It looks like every organization is investing in venture capital funds these days, even if it’s an electric utility company. In fact, K-Electric announced back in October 27, 2020 that it is launching its own venture capital fund – the KE Venture Company Pvt. Ltd. (KEVCL) – with a fairly modest investment of $1.7 million (PKR 275 million). Here is why Karachi’s premier electric supply company is so keen to get in the VC business.
According to K-Electric secretary Muhammad Rizwan Dalia, the company wants to diversify its business and create new revenue streams.
“The creation of KEVCL is part of the diversification strategy of the Company to get into allied business and create new revenue streams for KE. KEVCL will be a subsidiary of KE and is intended to be the holding company for all such investments to be made by KE,” he said in the public statement issued to investors via a notice posted on the Pakistan Stock Exchange website.

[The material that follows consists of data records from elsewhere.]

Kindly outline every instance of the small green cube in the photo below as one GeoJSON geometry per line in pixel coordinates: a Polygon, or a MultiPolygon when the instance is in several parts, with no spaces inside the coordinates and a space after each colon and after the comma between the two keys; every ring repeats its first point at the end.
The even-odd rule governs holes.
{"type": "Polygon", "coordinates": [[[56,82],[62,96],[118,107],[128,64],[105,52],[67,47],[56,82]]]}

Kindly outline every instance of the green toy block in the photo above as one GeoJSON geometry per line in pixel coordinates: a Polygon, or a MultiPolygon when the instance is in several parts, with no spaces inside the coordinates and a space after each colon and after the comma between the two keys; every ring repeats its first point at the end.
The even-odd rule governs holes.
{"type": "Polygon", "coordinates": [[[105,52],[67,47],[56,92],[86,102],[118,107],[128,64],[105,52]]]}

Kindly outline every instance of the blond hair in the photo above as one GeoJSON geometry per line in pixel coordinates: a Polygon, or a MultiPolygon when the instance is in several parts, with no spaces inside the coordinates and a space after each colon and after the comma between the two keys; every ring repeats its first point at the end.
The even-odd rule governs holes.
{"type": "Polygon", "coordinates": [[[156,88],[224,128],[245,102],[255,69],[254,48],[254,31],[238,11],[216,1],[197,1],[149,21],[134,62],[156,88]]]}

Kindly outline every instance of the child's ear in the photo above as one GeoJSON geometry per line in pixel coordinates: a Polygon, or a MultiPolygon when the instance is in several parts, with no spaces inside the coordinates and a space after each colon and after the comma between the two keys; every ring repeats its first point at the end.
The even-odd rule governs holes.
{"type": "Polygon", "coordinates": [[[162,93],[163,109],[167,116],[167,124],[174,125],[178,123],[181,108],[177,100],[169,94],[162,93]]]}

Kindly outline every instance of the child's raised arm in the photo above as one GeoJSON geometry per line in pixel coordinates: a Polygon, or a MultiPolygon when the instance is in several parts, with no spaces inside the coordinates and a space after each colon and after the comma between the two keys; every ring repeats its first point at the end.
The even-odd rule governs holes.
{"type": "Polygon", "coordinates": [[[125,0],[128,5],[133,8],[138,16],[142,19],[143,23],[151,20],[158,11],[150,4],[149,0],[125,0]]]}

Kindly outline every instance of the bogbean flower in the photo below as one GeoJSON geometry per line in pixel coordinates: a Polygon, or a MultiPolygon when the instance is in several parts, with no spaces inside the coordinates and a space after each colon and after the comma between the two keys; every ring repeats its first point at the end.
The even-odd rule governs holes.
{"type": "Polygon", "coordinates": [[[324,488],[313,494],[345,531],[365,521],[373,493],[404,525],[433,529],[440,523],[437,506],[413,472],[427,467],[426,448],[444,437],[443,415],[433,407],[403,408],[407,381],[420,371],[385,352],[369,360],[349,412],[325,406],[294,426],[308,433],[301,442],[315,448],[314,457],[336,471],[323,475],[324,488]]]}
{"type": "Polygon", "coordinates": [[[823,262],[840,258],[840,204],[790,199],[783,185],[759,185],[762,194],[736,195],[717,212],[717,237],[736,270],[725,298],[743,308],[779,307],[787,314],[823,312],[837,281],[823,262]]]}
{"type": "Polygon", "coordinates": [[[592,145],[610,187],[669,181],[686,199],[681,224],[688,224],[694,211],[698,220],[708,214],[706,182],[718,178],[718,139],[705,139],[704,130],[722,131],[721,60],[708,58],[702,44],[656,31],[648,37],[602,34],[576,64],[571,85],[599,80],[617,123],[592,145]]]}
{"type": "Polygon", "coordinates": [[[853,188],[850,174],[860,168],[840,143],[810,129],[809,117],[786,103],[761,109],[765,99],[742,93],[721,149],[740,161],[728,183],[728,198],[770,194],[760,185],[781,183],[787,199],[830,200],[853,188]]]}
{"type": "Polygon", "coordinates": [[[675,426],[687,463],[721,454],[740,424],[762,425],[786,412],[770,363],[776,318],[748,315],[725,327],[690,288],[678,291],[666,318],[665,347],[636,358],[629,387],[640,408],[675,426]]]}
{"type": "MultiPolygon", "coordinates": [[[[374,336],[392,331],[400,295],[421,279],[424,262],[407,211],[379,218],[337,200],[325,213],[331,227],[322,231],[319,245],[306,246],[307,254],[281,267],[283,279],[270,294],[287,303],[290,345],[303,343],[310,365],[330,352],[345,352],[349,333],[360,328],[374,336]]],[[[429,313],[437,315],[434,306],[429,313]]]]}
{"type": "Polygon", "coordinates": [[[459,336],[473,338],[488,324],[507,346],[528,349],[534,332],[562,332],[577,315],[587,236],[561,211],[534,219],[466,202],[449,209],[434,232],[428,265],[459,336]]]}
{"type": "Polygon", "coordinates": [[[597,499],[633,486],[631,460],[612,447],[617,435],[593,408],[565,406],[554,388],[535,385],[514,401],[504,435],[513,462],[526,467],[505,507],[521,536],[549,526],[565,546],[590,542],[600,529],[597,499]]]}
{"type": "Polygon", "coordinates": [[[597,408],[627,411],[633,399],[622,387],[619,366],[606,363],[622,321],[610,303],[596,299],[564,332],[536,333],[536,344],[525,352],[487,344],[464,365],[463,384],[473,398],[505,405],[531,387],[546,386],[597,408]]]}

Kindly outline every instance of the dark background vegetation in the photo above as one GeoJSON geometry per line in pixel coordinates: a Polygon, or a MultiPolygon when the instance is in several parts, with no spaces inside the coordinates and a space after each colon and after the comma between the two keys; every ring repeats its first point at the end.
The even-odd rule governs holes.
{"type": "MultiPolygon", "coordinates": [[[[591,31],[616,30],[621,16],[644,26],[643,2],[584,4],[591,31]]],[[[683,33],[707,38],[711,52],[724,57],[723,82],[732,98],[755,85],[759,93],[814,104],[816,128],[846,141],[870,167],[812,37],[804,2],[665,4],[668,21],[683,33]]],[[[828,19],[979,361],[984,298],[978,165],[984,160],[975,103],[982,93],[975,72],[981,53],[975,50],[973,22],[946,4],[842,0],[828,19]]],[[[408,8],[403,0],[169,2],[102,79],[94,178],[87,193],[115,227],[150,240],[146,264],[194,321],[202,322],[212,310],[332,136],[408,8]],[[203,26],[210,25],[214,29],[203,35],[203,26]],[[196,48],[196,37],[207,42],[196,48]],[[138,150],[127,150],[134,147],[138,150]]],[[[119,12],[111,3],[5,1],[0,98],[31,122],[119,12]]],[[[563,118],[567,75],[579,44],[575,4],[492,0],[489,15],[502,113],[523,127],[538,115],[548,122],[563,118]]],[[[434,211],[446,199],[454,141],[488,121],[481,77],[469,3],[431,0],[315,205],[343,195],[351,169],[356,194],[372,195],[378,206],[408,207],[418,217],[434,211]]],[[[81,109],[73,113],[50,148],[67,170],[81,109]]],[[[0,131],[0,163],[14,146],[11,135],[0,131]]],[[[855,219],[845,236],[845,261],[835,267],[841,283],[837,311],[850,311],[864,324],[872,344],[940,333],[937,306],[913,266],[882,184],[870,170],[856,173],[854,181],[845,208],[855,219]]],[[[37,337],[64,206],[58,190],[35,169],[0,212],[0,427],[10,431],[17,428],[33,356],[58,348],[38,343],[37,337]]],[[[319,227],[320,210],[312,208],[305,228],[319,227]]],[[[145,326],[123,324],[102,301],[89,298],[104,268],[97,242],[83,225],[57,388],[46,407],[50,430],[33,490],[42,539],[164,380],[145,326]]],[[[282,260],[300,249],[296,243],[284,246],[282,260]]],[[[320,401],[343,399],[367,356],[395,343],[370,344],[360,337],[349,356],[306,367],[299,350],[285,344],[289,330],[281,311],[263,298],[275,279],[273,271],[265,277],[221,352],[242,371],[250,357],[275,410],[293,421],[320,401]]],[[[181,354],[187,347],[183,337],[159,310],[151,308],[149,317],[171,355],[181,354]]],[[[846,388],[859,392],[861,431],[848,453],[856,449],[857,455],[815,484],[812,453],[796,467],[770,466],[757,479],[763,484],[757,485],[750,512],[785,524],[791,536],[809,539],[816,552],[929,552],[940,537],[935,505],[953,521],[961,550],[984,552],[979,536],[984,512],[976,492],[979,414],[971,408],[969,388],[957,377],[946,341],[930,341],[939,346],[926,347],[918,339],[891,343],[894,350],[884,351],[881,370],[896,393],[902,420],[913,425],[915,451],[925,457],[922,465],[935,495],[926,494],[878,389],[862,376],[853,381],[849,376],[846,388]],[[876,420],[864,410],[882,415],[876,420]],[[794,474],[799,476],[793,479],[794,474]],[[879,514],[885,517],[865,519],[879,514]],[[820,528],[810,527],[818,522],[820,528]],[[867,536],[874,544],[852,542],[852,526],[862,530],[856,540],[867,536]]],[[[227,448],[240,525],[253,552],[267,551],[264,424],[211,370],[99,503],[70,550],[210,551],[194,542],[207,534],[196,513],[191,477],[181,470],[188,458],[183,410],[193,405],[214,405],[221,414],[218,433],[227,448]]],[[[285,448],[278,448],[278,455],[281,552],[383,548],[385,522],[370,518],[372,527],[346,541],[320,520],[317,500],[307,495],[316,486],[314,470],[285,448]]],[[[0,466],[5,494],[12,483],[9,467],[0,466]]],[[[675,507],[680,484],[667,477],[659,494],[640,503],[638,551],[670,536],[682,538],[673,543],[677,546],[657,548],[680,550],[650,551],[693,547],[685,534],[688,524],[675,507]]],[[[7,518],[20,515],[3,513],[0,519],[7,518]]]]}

Now, K-Electric isn’t exactly the first Pakistani company to launch a venture capital business. Fatima Group did it with Fatima Gobi Ventures, Lakson Group did it with Lakson Ventures, and there are other examples of companies in our part of the world investing in a VC arm as well. However, K-Electric’s VC fund is interesting for two broad reasons: it is focused on renewable energy, and it is actually pretty small.
“[KEVCL’s] investments would include, but are not limited to, initiatives in the renewable energy space. The current initiatives planned are in the utility scale generation landscape and the distributed generation market,” said Dalia, in his written statement.
While investment in the renewable energy space sounds exciting on the surface, it’s also pretty surprising coming from K-Electric, a company which until recently had been lobbying against renewable energy in Pakistan.
This was mostly because, with 2.5 million customers spread across Karachi, 40% of K-Electric’s revenues come from just 2,500 of its top industrial customers. These industrial customers could easily shift towards solar power because not only is the technology getting cheaper every year, it also makes sense to deploy it in the largely sunny landscape of Karachi. Experts agree that the solar power market is ripe for rapid growth, and this has been a worrying phenomenon for K-Electric, because it can see itself shrink into the background as more and more of its customers shift to alternative sources of energy like solar power.
With these considerations, the electric supply company has therefore decided to adopt the “if you can’t beat them, join them” mantra, and is now looking forward to make its own progress in the renewable energy space.
As for the relatively small amount that the company has allocated to this VC fund, it appears that it is either not serious about this project, or just not convinced enough to go all-in on renewable energy. It is possible that the company is not sure what direction the market will take, therefore it wants to experiment with a couple of different approaches for now before it makes a solid business model.